Reasons to avoid calling Omar Mateen a “Radical Islamic terrorist”

Yes Omar Mateen was Muslim. Yes he was a terrorist who was radicalized. But was he part of an ideological cause that he was acting in support of by committing this massacre in Orlando? If he was indeed a “lone wolf” as Clinton and other law enforcement officers have called him, did he have a specific wolf pack that he had pledged allegiance to but was acting independently from? So far, evidence suggests that he was not. The evidence that does exist points only to confusion and mystery. Therefore the only official, historical explanation that his heinous act will receive will be the one give to it. We need to be very careful in crafting that explanation.

When I started teaching in 2005, my school had a few Bloods and maybe a Crip or two in the student body. The school and neighborhood had just come out of a negotiated gang truce that got the two sides to agree not to operate near the school. There was not that many actual gang members in the school, but many more students flashed gang signs, scrawled gang logos on their notebooks, and wore the colors. They were not in the gang, but they used the label as a means of bestowing authority on themselves. If some of these pseudo-factions of fifteen-year-old wannabe gang members started a brawl in the cafeteria, the last thing school administrators would want to do is declare that the Bloods and the Crips had a gang war during second lunch. First, it would be inaccurate. Second, it would make whoever started that fight appear more powerful than they actually were, which would entice other students to follow them or emulate them. It would bestow legitimacy to criminals and thugs who are hungry for it, and who need it to to fuel their propaganda.

Mateen was no more a member of ISIS than my students were members of a gang. Like them, he was a poser. And one who hadn’t even done his homework, apparently claiming allegiance at one point to Hezbollah, at another point to Al Qaeda, and finally to ISIS–all of which are mortal enemies of the other. Like most of his fellow Americans, he probably was not even that clear on the difference between Shia and Sunni. To grant him a posthumous battlefield commission to ISIS foot soldier is a) misleading and inaccurate, b) aiding and abetting actual ISIS foot soldiers and their followers, and c) more than that sick fucker deserves, almost like granting his last request.

It is also unclear how much religious ideology motivated Mateen to commit these murders. It seems just as likely he was driven by an unhinged, violent personality, or by extreme homophobia, or by the bipolar disorder his estranged wife claims he had, than by radical Islamic beliefs.

According to a survivor, Patience Carter, who was in the bathroom of Pulse with Mateen, he told them that he was doing this to stop the bombing of his country, and that he would not kill the remaining African Americans because they had suffered enough in their own history. What country was he talking about, since he was from Florida? The supposed ISIS Caliphate? Afghanistan, where is parents are from, but ISIS is not? And why did he think killing predominantly hispanic-American gays–and some African-Americans, until he decided not to–was the best way to stop said bombing?

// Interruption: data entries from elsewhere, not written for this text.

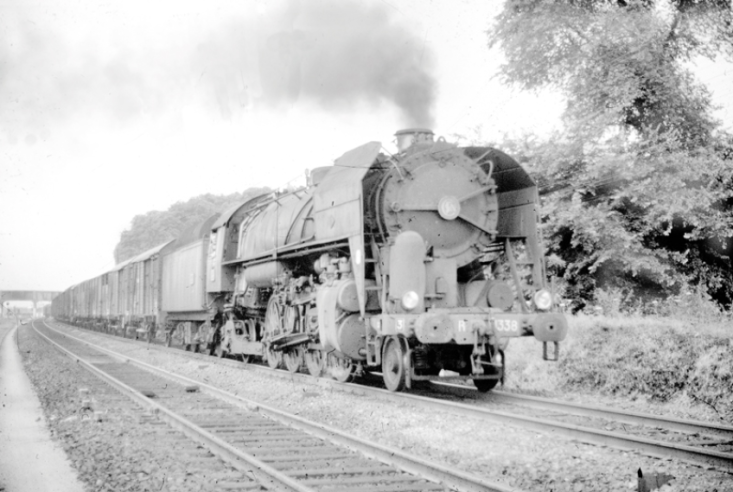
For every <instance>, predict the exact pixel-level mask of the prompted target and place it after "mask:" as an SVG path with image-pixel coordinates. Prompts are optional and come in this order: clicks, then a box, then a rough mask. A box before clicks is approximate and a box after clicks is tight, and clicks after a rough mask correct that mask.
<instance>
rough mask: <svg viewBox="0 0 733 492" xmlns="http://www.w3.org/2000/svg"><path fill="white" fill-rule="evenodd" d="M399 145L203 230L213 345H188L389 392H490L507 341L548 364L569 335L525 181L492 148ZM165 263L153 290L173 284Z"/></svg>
mask: <svg viewBox="0 0 733 492" xmlns="http://www.w3.org/2000/svg"><path fill="white" fill-rule="evenodd" d="M397 139H398V147H399V152H398V153H397V154H395V155H389V154H387V153H383V152H382V146H381V144H379V143H378V142H370V143H367V144H365V145H362V146H360V147H358V148H356V149H353V150H351V151H349V152H347V153H346V154H344V155H343V156H342V157H340V158H339V159H337V160H336V162H335V163H334V165H333V166H330V167H326V168H318V169H317V170H315V171H313V172H312V173H311V175H310V177H309V184H308V186H306V187H305V188H302V189H298V190H292V191H288V192H285V193H277V194H273V195H267V196H262V197H258V198H256V199H253V200H250V201H249V202H247V203H244V204H242V205H240V206H238V207H235V208H233V209H231V210H229V211H226V212H224V213H222V214H221V215H220V216H218V217H217V218H215V219H216V220H213V221H211V222H209V223H208V224H207V228H208V229H207V231H204V232H205V233H206V234H208V238H209V241H208V251H207V253H206V254H205V255H201V254H199V255H198V256H197V258H201V260H200V261H201V270H202V271H203V282H204V284H205V286H206V287H205V291H206V295H205V299H206V301H205V302H206V303H207V304H206V306H202V311H201V312H202V313H203V312H204V311H205V314H206V316H204V317H203V318H201V321H200V323H199V325H198V326H199V327H207V328H208V332H210V333H211V335H210V336H208V337H200V338H202V339H206V340H207V341H208V342H210V344H211V347H212V349H215V350H216V351H217V353H219V354H220V355H223V354H226V353H228V354H232V355H239V356H241V357H242V358H244V359H248V358H251V357H253V356H261V357H263V358H264V359H266V360H267V362H268V363H269V364H270V366H272V367H278V366H285V367H286V368H287V369H288V370H290V371H297V370H299V369H300V368H301V367H303V366H305V367H306V368H307V370H308V371H309V372H310V373H311V374H314V375H320V374H322V373H323V372H327V373H328V374H330V375H331V376H332V377H335V378H336V379H339V380H348V379H350V378H351V377H352V376H354V375H355V374H359V373H360V372H363V371H379V372H381V373H382V377H383V379H384V383H385V385H386V386H387V388H388V389H390V390H393V391H398V390H402V389H403V388H405V387H407V388H409V387H411V386H412V383H413V381H416V380H430V379H449V378H450V379H472V380H473V382H474V384H475V385H476V387H477V388H478V389H479V390H483V391H487V390H490V389H491V388H493V387H494V386H495V385H496V384H497V382H498V381H500V380H501V379H502V378H503V370H504V364H503V348H504V347H505V346H506V343H507V342H508V340H509V339H510V338H512V337H520V336H534V337H535V338H536V339H538V340H539V341H540V342H542V343H543V348H544V353H545V356H546V357H547V354H548V352H547V347H548V344H553V346H554V357H555V358H557V348H558V343H559V342H560V341H561V340H563V339H564V337H565V335H566V332H567V323H566V320H565V317H564V316H563V315H562V314H560V313H558V312H556V307H555V306H554V300H553V293H552V292H551V289H550V288H549V286H548V283H547V279H546V272H545V264H544V257H543V250H542V244H541V237H540V233H539V229H538V210H537V207H538V196H537V189H536V186H535V184H534V182H533V181H532V179H531V178H530V177H529V175H528V174H527V173H526V172H525V171H524V169H522V167H521V166H520V165H519V164H518V163H517V162H516V161H514V160H513V159H512V158H510V157H509V156H507V155H506V154H504V153H502V152H500V151H498V150H496V149H492V148H485V147H458V146H456V145H453V144H450V143H447V142H445V141H443V140H442V139H439V140H438V141H434V140H433V134H432V132H431V131H429V130H421V129H415V130H403V131H401V132H398V134H397ZM161 257H162V258H163V261H162V262H161V270H162V272H161V278H162V279H165V278H170V277H175V276H176V275H177V274H176V273H175V272H174V271H173V270H172V269H174V268H175V265H174V262H168V261H166V250H165V249H164V250H163V251H162V252H161ZM160 290H161V295H162V296H163V299H162V300H161V306H163V307H164V308H165V307H166V306H169V305H174V304H176V302H177V301H176V299H166V296H171V295H173V296H178V295H180V294H176V293H174V292H167V290H166V288H162V289H160ZM66 304H67V305H68V304H69V303H68V301H67V302H66ZM203 307H205V308H206V309H205V310H203ZM169 311H170V310H169ZM163 316H168V317H170V314H169V313H168V314H166V313H163ZM204 318H205V319H204ZM180 322H183V320H181V321H179V323H180Z"/></svg>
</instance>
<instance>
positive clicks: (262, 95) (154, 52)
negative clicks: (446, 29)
mask: <svg viewBox="0 0 733 492" xmlns="http://www.w3.org/2000/svg"><path fill="white" fill-rule="evenodd" d="M19 5H20V4H19ZM4 8H6V12H5V13H6V14H11V15H9V16H6V21H5V25H0V28H2V29H0V139H2V137H3V136H5V137H6V138H5V139H4V140H5V141H6V142H9V143H25V144H26V145H30V143H35V142H36V141H37V140H38V139H39V138H40V139H42V140H45V139H46V138H48V137H49V136H50V135H53V133H54V129H55V128H56V127H57V126H58V125H64V124H66V123H67V122H68V121H69V120H72V119H88V118H90V117H91V118H96V117H102V119H103V120H105V121H107V122H108V123H110V124H113V125H114V124H121V125H126V124H130V123H134V122H136V121H138V120H139V119H140V118H145V117H149V116H153V117H154V116H156V115H161V114H163V113H167V112H175V111H177V110H179V108H181V107H183V106H186V105H188V104H191V103H197V104H204V105H205V106H207V107H209V108H210V109H212V110H213V111H214V114H218V115H219V116H220V117H222V118H224V119H229V118H232V117H233V116H235V115H237V114H238V113H240V112H242V111H247V110H250V109H255V110H257V109H260V108H262V109H266V110H275V111H277V110H283V111H285V110H287V108H288V107H290V106H292V105H297V104H299V103H300V102H308V103H315V104H317V105H318V106H320V107H321V108H323V109H325V110H327V111H349V112H355V111H368V110H369V109H370V108H376V107H377V106H380V105H383V104H385V103H386V104H391V105H394V106H395V107H397V108H398V109H399V110H400V112H401V114H402V115H403V119H404V121H403V123H405V124H409V125H420V126H432V125H433V109H434V103H435V97H436V82H435V79H434V76H433V69H434V60H433V55H432V53H431V52H430V50H429V49H428V48H426V47H425V46H424V43H423V40H422V39H420V38H419V37H417V36H416V34H414V33H413V32H411V31H410V29H409V27H410V26H409V25H406V22H404V21H403V22H398V21H397V20H396V19H395V18H394V16H393V11H392V10H390V9H389V8H388V7H387V6H386V5H385V4H380V3H377V4H373V3H369V2H363V3H362V2H359V1H357V0H339V1H336V0H309V1H307V2H300V1H297V0H285V1H283V2H281V3H279V4H276V5H275V6H273V4H270V3H268V9H269V10H267V11H264V12H260V13H256V12H253V13H252V14H247V15H246V16H245V15H242V14H239V15H237V14H233V15H232V16H229V17H230V19H229V20H226V21H224V22H223V23H222V22H221V21H215V20H209V21H207V23H206V24H204V26H203V28H199V29H191V27H190V23H189V24H186V23H185V22H181V23H179V24H178V25H176V26H174V28H172V29H168V30H166V31H165V32H164V33H163V34H160V33H158V32H157V31H156V30H155V28H154V27H153V26H154V25H155V24H154V23H152V22H151V23H150V24H149V26H148V27H147V31H144V30H143V31H140V32H136V31H135V30H134V29H132V28H130V27H127V28H125V27H124V23H123V22H120V23H115V19H114V16H107V17H104V18H103V19H101V21H100V25H95V22H96V21H97V20H98V19H96V18H94V17H92V18H89V19H87V21H88V22H87V23H85V27H84V29H89V32H88V33H86V36H84V35H80V34H78V33H71V32H70V31H69V26H68V25H64V24H63V23H53V22H51V23H47V24H44V23H43V22H41V21H39V22H32V21H29V20H28V14H27V12H24V11H23V10H22V8H20V7H19V10H18V12H14V14H15V15H12V14H13V12H8V11H7V9H8V7H4ZM110 17H111V19H110ZM220 17H227V16H226V15H223V16H220ZM7 19H10V20H7ZM172 22H174V23H175V21H172ZM106 23H111V24H109V25H107V24H106ZM121 26H122V27H121ZM105 30H108V31H109V32H104V31H105ZM99 39H102V40H105V42H100V41H99Z"/></svg>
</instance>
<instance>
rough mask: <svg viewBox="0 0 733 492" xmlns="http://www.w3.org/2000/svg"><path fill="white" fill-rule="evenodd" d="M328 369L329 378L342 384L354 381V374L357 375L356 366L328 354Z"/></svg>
mask: <svg viewBox="0 0 733 492" xmlns="http://www.w3.org/2000/svg"><path fill="white" fill-rule="evenodd" d="M326 368H327V370H328V374H329V376H331V377H332V378H333V379H335V380H336V381H338V382H340V383H349V382H351V381H353V379H354V374H355V373H356V364H354V363H353V362H351V361H350V360H347V359H342V358H341V357H336V356H335V355H333V354H328V358H327V361H326Z"/></svg>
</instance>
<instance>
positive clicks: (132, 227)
mask: <svg viewBox="0 0 733 492" xmlns="http://www.w3.org/2000/svg"><path fill="white" fill-rule="evenodd" d="M270 191H272V190H271V189H270V188H267V187H262V188H248V189H247V190H245V191H243V192H242V193H232V194H230V195H212V194H210V193H207V194H205V195H199V196H197V197H194V198H191V199H190V200H188V201H186V202H176V203H174V204H173V205H171V206H170V208H169V209H168V210H166V211H165V212H161V211H158V210H153V211H151V212H148V213H146V214H142V215H136V216H135V217H133V219H132V223H131V225H130V228H129V229H126V230H124V231H123V232H122V234H121V235H120V242H119V243H117V246H116V247H115V253H114V254H115V262H116V263H120V262H122V261H125V260H127V259H129V258H132V257H133V256H136V255H138V254H140V253H142V252H144V251H147V250H148V249H150V248H153V247H155V246H157V245H159V244H163V243H165V242H167V241H170V240H171V239H175V238H176V237H177V236H178V235H179V234H181V233H182V232H183V231H184V230H185V229H186V228H187V227H189V226H190V225H192V224H195V223H198V222H201V221H203V220H206V219H207V218H209V217H211V216H212V215H213V214H214V213H217V212H222V211H224V210H226V209H227V208H229V207H231V206H233V205H236V204H239V203H244V202H245V201H247V200H249V199H250V198H254V197H255V196H258V195H262V194H265V193H269V192H270Z"/></svg>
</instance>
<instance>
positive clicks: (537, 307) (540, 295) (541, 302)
mask: <svg viewBox="0 0 733 492" xmlns="http://www.w3.org/2000/svg"><path fill="white" fill-rule="evenodd" d="M534 305H535V306H537V309H541V310H543V311H547V310H548V309H550V308H551V307H552V294H550V293H549V292H548V291H546V290H545V289H540V290H538V291H537V292H535V294H534Z"/></svg>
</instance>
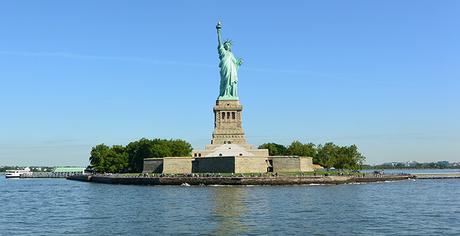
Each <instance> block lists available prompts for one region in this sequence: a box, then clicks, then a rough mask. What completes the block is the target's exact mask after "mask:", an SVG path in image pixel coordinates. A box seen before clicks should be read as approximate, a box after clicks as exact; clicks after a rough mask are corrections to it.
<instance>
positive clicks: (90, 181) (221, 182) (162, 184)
mask: <svg viewBox="0 0 460 236" xmlns="http://www.w3.org/2000/svg"><path fill="white" fill-rule="evenodd" d="M411 178H415V176H413V175H382V176H366V177H356V176H317V177H314V176H308V177H307V176H278V177H185V176H177V177H174V176H173V177H143V176H117V175H114V176H103V175H75V176H71V177H68V178H67V179H68V180H76V181H83V182H92V183H103V184H123V185H308V184H329V185H337V184H349V183H370V182H385V181H399V180H408V179H411Z"/></svg>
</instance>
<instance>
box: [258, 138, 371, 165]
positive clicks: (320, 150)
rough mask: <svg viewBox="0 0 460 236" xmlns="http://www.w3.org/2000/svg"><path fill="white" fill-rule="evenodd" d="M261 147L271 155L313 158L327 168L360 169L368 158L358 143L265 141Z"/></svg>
mask: <svg viewBox="0 0 460 236" xmlns="http://www.w3.org/2000/svg"><path fill="white" fill-rule="evenodd" d="M259 148H266V149H268V152H269V154H270V156H280V155H295V156H308V157H312V158H313V163H315V164H319V165H321V166H324V167H326V168H331V167H334V168H336V169H353V170H356V169H360V168H361V166H362V164H363V162H364V160H365V159H366V158H365V157H364V156H363V155H362V154H361V153H360V152H359V151H358V147H357V146H356V145H351V146H338V145H336V144H334V143H326V144H324V145H315V144H313V143H301V142H299V141H294V142H292V143H291V144H290V145H289V146H287V147H285V146H284V145H282V144H277V143H265V144H262V145H260V146H259Z"/></svg>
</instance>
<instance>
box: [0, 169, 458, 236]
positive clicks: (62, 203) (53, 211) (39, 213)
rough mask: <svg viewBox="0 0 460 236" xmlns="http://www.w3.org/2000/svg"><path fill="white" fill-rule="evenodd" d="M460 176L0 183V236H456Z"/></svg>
mask: <svg viewBox="0 0 460 236" xmlns="http://www.w3.org/2000/svg"><path fill="white" fill-rule="evenodd" d="M459 200H460V180H459V179H446V180H408V181H399V182H387V183H371V184H350V185H334V186H324V185H322V186H248V187H236V186H230V187H229V186H227V187H225V186H220V187H219V186H214V187H197V186H195V187H194V186H192V187H180V186H123V185H105V184H95V183H84V182H76V181H68V180H64V179H21V180H10V179H9V180H6V179H4V178H3V177H1V178H0V203H1V205H0V211H1V212H0V235H163V234H189V235H196V234H205V235H236V234H238V235H266V234H272V235H292V234H294V235H460V201H459Z"/></svg>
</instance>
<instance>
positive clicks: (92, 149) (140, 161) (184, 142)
mask: <svg viewBox="0 0 460 236" xmlns="http://www.w3.org/2000/svg"><path fill="white" fill-rule="evenodd" d="M191 152H192V145H190V143H188V142H186V141H184V140H181V139H170V140H167V139H146V138H143V139H140V140H138V141H134V142H130V143H129V144H128V145H126V146H122V145H113V146H107V145H105V144H99V145H96V146H95V147H93V148H92V149H91V156H90V158H89V161H90V167H91V168H92V169H93V170H95V171H96V172H99V173H105V172H107V173H120V172H125V173H126V172H133V173H136V172H142V169H143V165H144V158H152V157H183V156H190V155H191Z"/></svg>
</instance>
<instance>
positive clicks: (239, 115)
mask: <svg viewBox="0 0 460 236" xmlns="http://www.w3.org/2000/svg"><path fill="white" fill-rule="evenodd" d="M242 111H243V106H242V105H241V104H240V101H239V100H217V101H216V105H215V106H214V132H213V133H212V140H211V144H214V145H215V144H246V139H245V138H244V131H243V127H242V123H243V122H242Z"/></svg>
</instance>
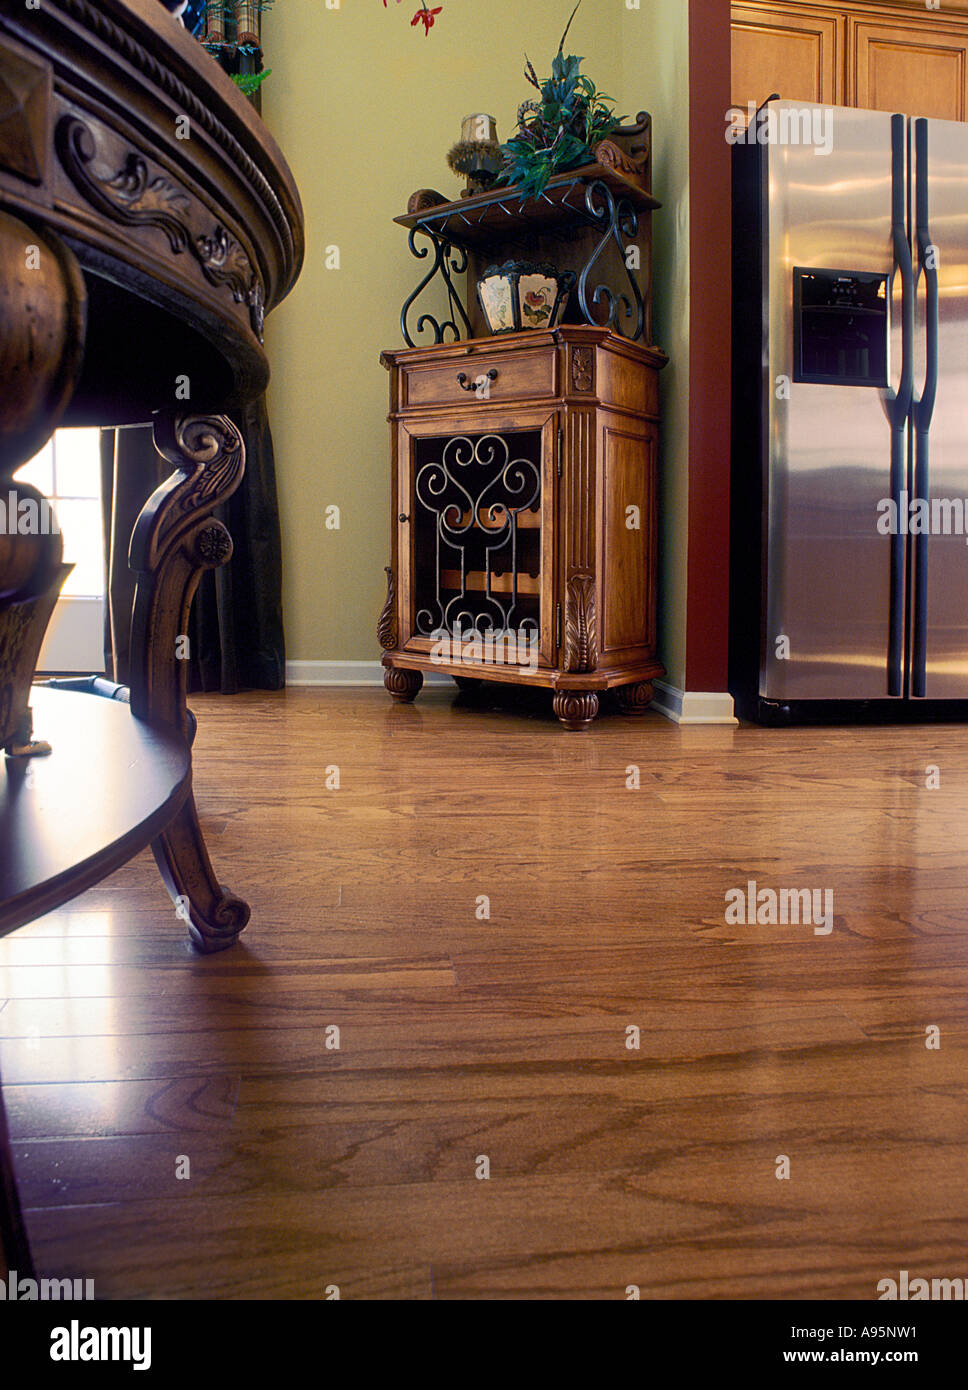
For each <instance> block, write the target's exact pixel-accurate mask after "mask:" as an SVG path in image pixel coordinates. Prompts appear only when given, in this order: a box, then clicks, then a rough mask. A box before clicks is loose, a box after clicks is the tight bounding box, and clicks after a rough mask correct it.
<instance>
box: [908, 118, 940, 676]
mask: <svg viewBox="0 0 968 1390" xmlns="http://www.w3.org/2000/svg"><path fill="white" fill-rule="evenodd" d="M914 154H915V175H914V178H915V182H914V199H915V204H914V206H915V214H917V225H918V274H919V275H923V277H925V384H923V389H922V392H921V399H919V400H918V402H917V403H915V406H914V411H912V414H914V496H915V499H918V498H923V500H925V502H926V505H928V507H930V496H929V492H930V442H929V431H930V421H932V416H933V414H935V400H936V398H937V336H939V309H937V306H939V284H937V249H936V247H935V243H933V240H932V236H930V210H929V202H928V188H929V183H928V121H925V120H918V121H915V122H914ZM912 616H914V623H912V644H911V645H912V651H911V694H912V695H917V696H921V698H923V695H925V689H926V682H928V677H926V671H928V532H926V531H925V530H923V528H922V530H921V531H919V532H918V535H917V537H915V539H914V614H912Z"/></svg>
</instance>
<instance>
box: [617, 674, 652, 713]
mask: <svg viewBox="0 0 968 1390" xmlns="http://www.w3.org/2000/svg"><path fill="white" fill-rule="evenodd" d="M652 695H654V691H652V682H651V681H637V682H636V684H634V685H620V687H619V688H618V689H616V691H615V699H616V703H618V706H619V709H620V710H622V713H623V714H644V713H645V710H647V709H648V706H650V705H651V703H652Z"/></svg>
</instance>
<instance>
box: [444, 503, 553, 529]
mask: <svg viewBox="0 0 968 1390" xmlns="http://www.w3.org/2000/svg"><path fill="white" fill-rule="evenodd" d="M512 516H513V518H515V525H516V528H517V530H519V531H540V530H541V513H540V512H531V510H530V509H529V510H527V512H517V513H512ZM498 520H499V518H498ZM469 521H470V512H469V509H467V507H465V510H463V512H462V513H460V525H467V523H469ZM477 525H478V527H480V528H481V531H484V532H491V531H498V530H499V525H498V523H495V521H492V520H490V517H488V507H478V509H477Z"/></svg>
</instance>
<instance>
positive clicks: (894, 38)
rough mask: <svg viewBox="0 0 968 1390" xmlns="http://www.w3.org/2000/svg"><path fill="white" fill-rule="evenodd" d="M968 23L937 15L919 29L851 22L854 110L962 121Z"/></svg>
mask: <svg viewBox="0 0 968 1390" xmlns="http://www.w3.org/2000/svg"><path fill="white" fill-rule="evenodd" d="M967 56H968V21H967V22H964V24H949V25H946V22H944V19H939V18H937V17H936V15H935V14H932V15H929V17H928V18H925V19H921V21H919V22H918V24H914V22H911V24H907V22H905V21H904V19H897V21H894V22H889V24H882V22H872V21H869V19H854V18H851V19H850V31H848V95H847V100H848V103H850V106H860V107H866V108H869V110H873V111H901V113H903V114H904V115H933V117H939V118H942V120H946V121H964V120H965V115H967V114H968V111H967V110H965V92H967V78H968V71H967V68H965V57H967Z"/></svg>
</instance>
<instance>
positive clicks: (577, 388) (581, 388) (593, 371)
mask: <svg viewBox="0 0 968 1390" xmlns="http://www.w3.org/2000/svg"><path fill="white" fill-rule="evenodd" d="M594 366H595V354H594V352H592V349H591V347H572V385H573V386H574V389H576V391H591V388H592V385H594V379H595V378H594Z"/></svg>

There will not be answers to these questions. So why should authorities categorically label his motivations–which in this case are probably unknowable–as one thing or the other? To drape his body in the shroud of radical Islam elevates his act to something that it may not have been; gives a battlefield ‘win’ to actual terrorists even though the massacre had nothing to do with their fight; and throws free propaganda into the social media cesspool from which unhinged people like Mateen draw so much rage and hate.

This massacre, like most  recent massacres–be they “mass shootings” or “radical Islamic terrorism” or “extreme Christian Nationalist terrorism”–does not have a simple, clear explanation. Even when more facts become known, the crime is not likely to make much sense, mainly because the killer did not make much sense. It is understandable to want to grab for an explanation that will help make sense of it, but sometimes that comfort is illusory.

People who argue that we should more widely apply the label of radical Islam to people and groups presumably believe that doing so will help us fight terrorism more effectively. Without getting into that general debate, what would labeling Mateen an Islamic fundamentalist help us accomplish? Would it adjust our potential-terrorist profile to catch future versions of him? He was already profiled and investigated extensively by the FBI. If it turns out that law enforcement missed something because they were not looking for some special Islamic fundamentalist sign–whatever those could be–then it may make sense to use the term more. We’ll see.

Whatever the benefits, they need to be balanced against costs of doing so: elevating incoherent ravings to a coherent ideology; helping to make him a martyr to a cause that he was not actually part of; giving credence to opportunistic terrorists’ claims of credit for the attack; providing a powerful propaganda tool to terrorists. Those costs do not even broach the wider costs of taking the argument one step further, as Trump has done: making not just other terrorists complicit in this attack–which they are not–but all Muslims; driving a wedge between local American Muslim communities and law enforcement; fueling the false equivalency between the West and the “civilization” of the terrorists. What would doing that accomplish that would actually be effective against the real terrorist threat?